Example variant

Three-eyelet Bluchers in black, embossed leather

This is a rather casual Blucher variant, even though it has no additional embellishments like toe caps or brogue patterns and is otherwise kept in black. The casual character here is strongly defined by the embossed leather, with the relatively striking eyelets also pointing in the same direction. Seen that way, these are good shoes, for example, for trousers and a blazer in different colors. I can easily imagine the shoes fitting in well with gray flannel trousers or dark jeans.

This pair even has a light rubber sole, so you can also wear the shoes well around town in autumn and winter. The shoes therefore offer you an excellent way to combine black shoes with the rest of your outfit without looking too serious. Derby as the base model is also a good choice for this, and the embossing additionally takes a bit of intensity out of the black color: Here, due to the reflections in the embossed leather, the black even looks more like a dark gray.

Mein subjektiver Eindruck:
Formal: 3 / 5
Alltag: 3 / 5
Kunstvoll: 4 / 5

Distinctive features

You can recognize Blucher shoes by the following characteristics:

  • the so-called open lacing
  • the small, stitched-on leather pieces for the lacing
  • no so-called Derby curve, which would otherwise indicate a Derby (see below)
  • no U-shaped decoration with a split toe at the front of the shoe, which would otherwise indicate a Norweger

Confusion with Derby

The Blucher model is often equated with the Derby because, especially from the front, the shoes look quite identical due to the open lacing. However, they are not exactly identical, which you can see particularly from the side and from the so-called upper pattern—i.e., the way the upper part of the shoe is stitched together.

Viewed from the side, the Blucher lacks the so-called Derby curve—the arched line along which two quarters of the Derby are stitched together. Instead, a Blucher can consist for the most part of a single piece of leather—only two small lace pieces are stitched on for the lacing, and otherwise the largest leather piece is stitched together at the heel, assuming we are not looking at a seamless Blucher variant or other variants.

Blucher as the Norweger’s uncle

The Norweger shoe model builds on the Blucher’s upper pattern and additionally has an embellishment at the front along the toes as well as another small detail in the form of the split toe. That makes the Norweger and the Blucher relatives in a figurative sense. The Norweger is, so to speak, a Blucher with a bit more.

History

This shoe style is named after a Prussian general who fought against Napoleon here in Europe. He had his soldiers equipped with such shoes, though back then still in boot form. Thanks to the open lacing used, such Blucher boots were easier and quicker to put on than the models common at the time. That was very practical in the army because it meant the troops were ready to march more quickly. Some soldiers probably could even fight more comfortably in them and thus focus more on what was happening in battle. Perhaps the Blucher boots even helped, to a small extent, to defeat Napoleon in the 19th century.

Variants

Brown Bluchers with double decorative stitching

This variant here has a lot in common with the Norweger. The only difference is the two decorative stitches at the front of the shoe, which do not meet but instead run along the shoe like stripes.

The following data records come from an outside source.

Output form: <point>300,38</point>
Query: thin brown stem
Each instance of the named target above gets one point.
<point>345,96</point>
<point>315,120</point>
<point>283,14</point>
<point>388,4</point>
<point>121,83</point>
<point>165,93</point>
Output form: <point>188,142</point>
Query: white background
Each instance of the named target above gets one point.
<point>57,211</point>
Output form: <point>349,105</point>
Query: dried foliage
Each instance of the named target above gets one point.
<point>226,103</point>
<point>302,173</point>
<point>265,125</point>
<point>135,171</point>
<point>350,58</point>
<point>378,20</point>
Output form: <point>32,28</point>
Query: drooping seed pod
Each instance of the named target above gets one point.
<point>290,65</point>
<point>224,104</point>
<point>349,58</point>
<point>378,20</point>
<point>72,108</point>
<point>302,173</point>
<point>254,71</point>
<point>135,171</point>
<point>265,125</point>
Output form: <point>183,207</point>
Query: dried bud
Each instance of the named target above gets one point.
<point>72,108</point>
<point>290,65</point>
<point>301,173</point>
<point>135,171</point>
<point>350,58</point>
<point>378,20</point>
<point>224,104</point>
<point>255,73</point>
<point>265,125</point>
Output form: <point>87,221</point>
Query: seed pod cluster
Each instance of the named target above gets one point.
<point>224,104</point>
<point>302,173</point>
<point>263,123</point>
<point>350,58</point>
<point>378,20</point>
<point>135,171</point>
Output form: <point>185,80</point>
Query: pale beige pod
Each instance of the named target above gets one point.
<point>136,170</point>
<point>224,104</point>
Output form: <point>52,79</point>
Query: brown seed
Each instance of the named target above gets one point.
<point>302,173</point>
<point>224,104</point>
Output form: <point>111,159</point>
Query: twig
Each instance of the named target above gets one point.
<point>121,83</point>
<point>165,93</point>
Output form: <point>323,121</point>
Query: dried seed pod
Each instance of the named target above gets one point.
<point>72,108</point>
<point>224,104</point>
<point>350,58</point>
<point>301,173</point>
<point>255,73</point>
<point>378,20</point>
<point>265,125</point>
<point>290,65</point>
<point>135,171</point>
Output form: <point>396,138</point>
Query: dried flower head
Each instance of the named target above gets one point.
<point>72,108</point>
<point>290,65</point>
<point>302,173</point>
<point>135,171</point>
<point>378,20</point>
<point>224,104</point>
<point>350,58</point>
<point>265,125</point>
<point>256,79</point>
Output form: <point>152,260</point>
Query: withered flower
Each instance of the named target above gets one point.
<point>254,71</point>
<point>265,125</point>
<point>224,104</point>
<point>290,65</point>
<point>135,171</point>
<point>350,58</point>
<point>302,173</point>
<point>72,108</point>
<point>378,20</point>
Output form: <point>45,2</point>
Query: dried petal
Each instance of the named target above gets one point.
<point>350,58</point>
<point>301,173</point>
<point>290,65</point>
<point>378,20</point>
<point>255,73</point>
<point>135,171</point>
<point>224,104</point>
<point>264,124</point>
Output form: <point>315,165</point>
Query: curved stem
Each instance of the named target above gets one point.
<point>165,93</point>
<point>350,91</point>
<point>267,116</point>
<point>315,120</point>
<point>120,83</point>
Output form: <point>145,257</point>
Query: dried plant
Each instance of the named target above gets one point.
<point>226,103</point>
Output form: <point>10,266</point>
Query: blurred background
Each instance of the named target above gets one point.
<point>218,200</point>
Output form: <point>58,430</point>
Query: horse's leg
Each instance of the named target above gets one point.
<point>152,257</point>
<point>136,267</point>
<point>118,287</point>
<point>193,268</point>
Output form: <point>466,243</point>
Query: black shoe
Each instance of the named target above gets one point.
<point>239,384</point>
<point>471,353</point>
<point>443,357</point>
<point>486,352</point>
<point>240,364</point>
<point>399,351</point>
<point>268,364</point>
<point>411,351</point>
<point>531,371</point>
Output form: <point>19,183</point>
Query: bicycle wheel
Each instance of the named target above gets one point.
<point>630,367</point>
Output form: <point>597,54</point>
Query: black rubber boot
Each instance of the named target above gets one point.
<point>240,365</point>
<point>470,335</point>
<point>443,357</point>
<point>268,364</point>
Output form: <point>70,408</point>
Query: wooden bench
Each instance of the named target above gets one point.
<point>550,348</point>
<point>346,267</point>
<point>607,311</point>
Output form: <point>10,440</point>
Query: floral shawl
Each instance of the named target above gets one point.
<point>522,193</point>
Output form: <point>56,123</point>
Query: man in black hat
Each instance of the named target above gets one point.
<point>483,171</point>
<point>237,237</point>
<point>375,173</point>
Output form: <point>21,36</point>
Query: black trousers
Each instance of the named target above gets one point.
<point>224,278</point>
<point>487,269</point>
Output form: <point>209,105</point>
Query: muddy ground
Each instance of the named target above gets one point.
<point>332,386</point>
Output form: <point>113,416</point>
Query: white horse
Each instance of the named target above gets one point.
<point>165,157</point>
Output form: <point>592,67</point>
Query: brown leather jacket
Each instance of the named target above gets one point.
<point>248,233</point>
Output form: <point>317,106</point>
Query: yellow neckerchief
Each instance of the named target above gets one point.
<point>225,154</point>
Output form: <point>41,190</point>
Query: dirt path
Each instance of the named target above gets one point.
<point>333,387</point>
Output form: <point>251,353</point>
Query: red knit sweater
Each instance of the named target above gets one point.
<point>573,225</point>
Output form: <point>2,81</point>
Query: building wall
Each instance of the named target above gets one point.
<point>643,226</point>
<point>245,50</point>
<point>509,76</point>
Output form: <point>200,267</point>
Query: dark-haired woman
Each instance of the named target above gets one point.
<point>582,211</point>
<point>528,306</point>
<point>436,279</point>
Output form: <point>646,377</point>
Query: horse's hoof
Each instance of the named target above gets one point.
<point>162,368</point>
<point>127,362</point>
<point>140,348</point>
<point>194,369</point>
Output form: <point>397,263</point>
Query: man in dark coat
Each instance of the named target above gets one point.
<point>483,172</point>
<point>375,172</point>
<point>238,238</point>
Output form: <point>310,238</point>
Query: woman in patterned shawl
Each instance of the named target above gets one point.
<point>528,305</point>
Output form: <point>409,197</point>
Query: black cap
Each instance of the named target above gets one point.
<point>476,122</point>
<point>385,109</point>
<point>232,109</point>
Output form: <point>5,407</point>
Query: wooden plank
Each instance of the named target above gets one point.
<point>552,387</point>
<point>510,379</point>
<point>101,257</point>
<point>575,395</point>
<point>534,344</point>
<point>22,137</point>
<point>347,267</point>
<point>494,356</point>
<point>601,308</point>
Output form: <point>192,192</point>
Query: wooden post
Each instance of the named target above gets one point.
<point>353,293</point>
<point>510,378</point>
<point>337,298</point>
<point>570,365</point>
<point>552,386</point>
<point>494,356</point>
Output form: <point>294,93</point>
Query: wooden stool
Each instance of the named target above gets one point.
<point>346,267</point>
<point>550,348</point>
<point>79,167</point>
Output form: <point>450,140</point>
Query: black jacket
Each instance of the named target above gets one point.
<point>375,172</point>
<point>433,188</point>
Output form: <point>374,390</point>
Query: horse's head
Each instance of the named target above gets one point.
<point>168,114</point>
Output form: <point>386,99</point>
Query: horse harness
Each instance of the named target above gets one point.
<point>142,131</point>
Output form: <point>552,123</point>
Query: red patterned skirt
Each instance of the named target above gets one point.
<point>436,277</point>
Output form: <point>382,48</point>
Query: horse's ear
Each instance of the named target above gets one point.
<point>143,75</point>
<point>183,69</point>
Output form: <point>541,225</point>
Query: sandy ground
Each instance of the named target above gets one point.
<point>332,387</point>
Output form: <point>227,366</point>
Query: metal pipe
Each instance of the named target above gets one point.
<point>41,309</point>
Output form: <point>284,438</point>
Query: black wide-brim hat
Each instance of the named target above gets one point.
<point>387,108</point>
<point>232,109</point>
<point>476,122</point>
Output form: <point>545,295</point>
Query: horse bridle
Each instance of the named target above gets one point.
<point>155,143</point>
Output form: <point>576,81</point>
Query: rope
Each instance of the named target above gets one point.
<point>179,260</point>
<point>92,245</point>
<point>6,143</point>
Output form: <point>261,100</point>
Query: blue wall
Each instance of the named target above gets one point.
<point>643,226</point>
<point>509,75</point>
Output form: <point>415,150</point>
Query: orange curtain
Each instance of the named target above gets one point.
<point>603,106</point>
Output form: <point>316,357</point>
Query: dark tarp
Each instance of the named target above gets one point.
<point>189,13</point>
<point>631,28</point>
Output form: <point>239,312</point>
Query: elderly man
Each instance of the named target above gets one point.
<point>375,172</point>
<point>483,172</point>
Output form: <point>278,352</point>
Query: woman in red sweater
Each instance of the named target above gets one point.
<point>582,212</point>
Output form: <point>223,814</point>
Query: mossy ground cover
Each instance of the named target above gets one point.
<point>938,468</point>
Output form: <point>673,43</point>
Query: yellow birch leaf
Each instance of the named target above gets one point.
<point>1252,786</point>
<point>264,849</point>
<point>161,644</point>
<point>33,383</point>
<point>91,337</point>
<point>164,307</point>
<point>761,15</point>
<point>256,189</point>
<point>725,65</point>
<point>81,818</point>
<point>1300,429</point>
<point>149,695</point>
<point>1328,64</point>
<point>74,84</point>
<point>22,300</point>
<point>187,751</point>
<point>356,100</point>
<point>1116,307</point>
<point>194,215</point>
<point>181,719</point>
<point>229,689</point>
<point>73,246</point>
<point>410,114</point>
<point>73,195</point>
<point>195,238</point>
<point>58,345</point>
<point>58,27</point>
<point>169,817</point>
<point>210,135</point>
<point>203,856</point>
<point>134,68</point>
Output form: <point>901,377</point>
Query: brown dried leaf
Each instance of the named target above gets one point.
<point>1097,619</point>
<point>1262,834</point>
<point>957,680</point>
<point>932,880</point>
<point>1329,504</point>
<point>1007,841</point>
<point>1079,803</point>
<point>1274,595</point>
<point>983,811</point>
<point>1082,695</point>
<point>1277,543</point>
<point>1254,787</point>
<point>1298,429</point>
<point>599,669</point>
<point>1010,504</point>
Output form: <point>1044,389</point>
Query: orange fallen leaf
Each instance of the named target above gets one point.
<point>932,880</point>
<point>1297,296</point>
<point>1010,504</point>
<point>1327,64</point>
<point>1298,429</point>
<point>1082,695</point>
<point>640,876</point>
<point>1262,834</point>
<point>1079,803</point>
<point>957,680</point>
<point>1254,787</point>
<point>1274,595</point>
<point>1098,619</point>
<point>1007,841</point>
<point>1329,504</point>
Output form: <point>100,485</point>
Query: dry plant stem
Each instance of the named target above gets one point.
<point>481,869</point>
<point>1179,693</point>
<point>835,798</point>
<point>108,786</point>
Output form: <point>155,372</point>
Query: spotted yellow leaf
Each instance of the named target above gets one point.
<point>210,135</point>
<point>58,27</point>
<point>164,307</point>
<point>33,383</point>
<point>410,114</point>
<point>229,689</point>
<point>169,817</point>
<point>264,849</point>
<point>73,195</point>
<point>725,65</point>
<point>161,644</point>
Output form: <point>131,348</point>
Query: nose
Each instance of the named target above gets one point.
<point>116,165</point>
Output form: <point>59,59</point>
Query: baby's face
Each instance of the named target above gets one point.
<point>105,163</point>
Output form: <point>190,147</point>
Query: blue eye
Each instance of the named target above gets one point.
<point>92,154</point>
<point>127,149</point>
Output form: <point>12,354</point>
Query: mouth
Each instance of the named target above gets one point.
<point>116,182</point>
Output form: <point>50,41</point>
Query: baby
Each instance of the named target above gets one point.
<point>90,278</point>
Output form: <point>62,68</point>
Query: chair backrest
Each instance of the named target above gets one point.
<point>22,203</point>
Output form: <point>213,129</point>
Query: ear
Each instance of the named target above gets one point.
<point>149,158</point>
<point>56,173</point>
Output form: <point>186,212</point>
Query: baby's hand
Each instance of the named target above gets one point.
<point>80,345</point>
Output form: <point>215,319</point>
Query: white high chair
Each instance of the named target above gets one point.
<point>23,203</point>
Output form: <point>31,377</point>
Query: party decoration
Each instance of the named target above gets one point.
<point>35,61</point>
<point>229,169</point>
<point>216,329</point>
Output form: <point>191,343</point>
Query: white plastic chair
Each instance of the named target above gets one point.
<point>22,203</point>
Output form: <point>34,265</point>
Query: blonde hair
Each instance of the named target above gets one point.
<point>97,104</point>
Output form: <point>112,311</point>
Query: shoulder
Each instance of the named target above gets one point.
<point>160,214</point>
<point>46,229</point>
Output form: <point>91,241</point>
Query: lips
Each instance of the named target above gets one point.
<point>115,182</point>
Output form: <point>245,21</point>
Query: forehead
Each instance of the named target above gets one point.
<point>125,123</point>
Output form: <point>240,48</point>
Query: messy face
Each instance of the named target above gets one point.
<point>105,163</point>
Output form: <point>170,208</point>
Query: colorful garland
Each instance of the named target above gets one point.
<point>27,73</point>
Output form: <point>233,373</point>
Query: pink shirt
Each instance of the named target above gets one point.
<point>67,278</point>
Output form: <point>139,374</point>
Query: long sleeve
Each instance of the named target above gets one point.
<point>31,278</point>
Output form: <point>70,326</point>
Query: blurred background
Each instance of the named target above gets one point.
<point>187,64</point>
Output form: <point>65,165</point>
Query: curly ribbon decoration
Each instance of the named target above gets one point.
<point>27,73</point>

Because of these two striking decorative stitches and the brown color, these are successful casual shoes that you can wear, for example, with jeans, but also with many other trousers.

This shoe here even has another nice detail: If you look at the welt, you can see that it has two sole stitches, both separated from each other by a small leather barrier. You can often observe two sole stitches in more complex constructions, and they are a good sign that the shoe is especially flexible and therefore particularly comfortable to walk in.

Mein subjektiver Eindruck:
Formal: 2 / 5
Alltag: 4 / 5
Kunstvoll: 4 / 5

Personal Assessment

Personally, I like the Blucher a bit more than a Derby, because to me it looks more elegant and valuable without the Derby arc. For more formal occasions, I would prefer a black Blucher over a black Derby. For leisure time, however, a Derby shoe, with its Derby-arc decoration, feels more casual to me and therefore a bit more suitable.

I understand that for shoemakers the Derby cut is more practical, because they can cut the Derby upper parts out of the hide more easily. Perhaps that is also the reason why, in my perception, the Derby shoe is the much more widespread model compared to the Blucher.

To me, however, the Blucher—as the somewhat more complex and more exotic model—has a greater appeal. Since the difference between the two models, viewed purely from the outside, is marginal, you can simply ignore this detail at first when you want to buy new shoes.